As more observant readers will have noticed, there are moulds for an electric guitar, a bass guitar, and an acoustic. It seemed sensible to eat the electric-guitar-shaped-lolly first, since acoustics are for school kids, grandpas, and dorks like James Blunt. And the bass is for simpletons who can only manage one note at a time.

The next time we get anything resembling Summer weather, I'll be making another batch of these suckers.



Monday, 1 April 2013

Easter Eating pt2 - Easter Katsu Curry

Some say that eggs at Easter symbolise new life, and celebrate the resurrection.

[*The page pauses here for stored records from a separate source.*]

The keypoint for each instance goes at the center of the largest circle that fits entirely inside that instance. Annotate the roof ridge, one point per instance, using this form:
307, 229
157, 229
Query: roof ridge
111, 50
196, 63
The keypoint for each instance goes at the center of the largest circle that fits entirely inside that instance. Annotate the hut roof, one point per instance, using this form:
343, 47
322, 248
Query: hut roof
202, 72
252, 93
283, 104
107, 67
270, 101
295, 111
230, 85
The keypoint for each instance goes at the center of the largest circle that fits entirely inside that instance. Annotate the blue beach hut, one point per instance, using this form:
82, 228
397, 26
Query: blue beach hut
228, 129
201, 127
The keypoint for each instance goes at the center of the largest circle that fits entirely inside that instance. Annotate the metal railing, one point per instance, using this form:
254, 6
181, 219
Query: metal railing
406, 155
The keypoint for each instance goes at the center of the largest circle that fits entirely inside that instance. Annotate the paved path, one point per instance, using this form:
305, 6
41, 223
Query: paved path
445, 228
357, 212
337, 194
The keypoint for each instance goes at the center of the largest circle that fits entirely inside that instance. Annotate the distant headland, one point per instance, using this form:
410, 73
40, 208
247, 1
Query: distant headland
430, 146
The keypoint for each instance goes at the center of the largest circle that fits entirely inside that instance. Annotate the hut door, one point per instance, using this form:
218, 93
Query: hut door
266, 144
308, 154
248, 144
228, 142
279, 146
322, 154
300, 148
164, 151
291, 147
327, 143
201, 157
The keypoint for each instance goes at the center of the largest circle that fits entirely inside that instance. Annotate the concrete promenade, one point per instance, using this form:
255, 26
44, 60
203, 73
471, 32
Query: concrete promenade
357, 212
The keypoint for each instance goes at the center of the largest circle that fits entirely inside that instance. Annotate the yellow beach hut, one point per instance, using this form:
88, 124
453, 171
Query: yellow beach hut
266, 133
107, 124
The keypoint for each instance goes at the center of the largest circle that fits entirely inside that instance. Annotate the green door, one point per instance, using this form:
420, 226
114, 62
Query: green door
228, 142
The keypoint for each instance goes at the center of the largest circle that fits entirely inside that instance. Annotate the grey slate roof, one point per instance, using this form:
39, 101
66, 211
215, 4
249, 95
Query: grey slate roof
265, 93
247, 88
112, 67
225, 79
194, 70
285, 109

Unfortunately I don't believe any of that old cobblers for one second, but I still love Easter. And since we all associate Easter with eggs and chicks and stuff, here's my second Easter dish - the chicken and egg katsu curry.

Katsu curry has become pretty well known in the UK thanks to certain ubiquitous Japanese-style chain restaurants, but I'm prepared to stick my neck out and claim that the chicken and egg katsu curry is a brand new invention!

I took a few chicken thigh fillets and three soft boiled eggs, then dipped them in seasoned flour, then beaten egg, and finally panko breadcrumbs. Then it was time to fry them - I cooked the chicken at a moderate temperature until golden brown, but the egg had to be cooked at full blast for just one minute to ensure it stayed runny.

Most people just make Japanese curry sauce from ready-made sauce "blocks" which, to be fair, is probably the most authentic method. But although it says "hot" on the packet, I can assure you it is anything but. So I spiced mine up a bit with some chilli, garlic, and cumin. I also added some sliced onions and grated carrot, because vegetables cancel out fried chicken.

What better way to remember Jesus and all that stuff?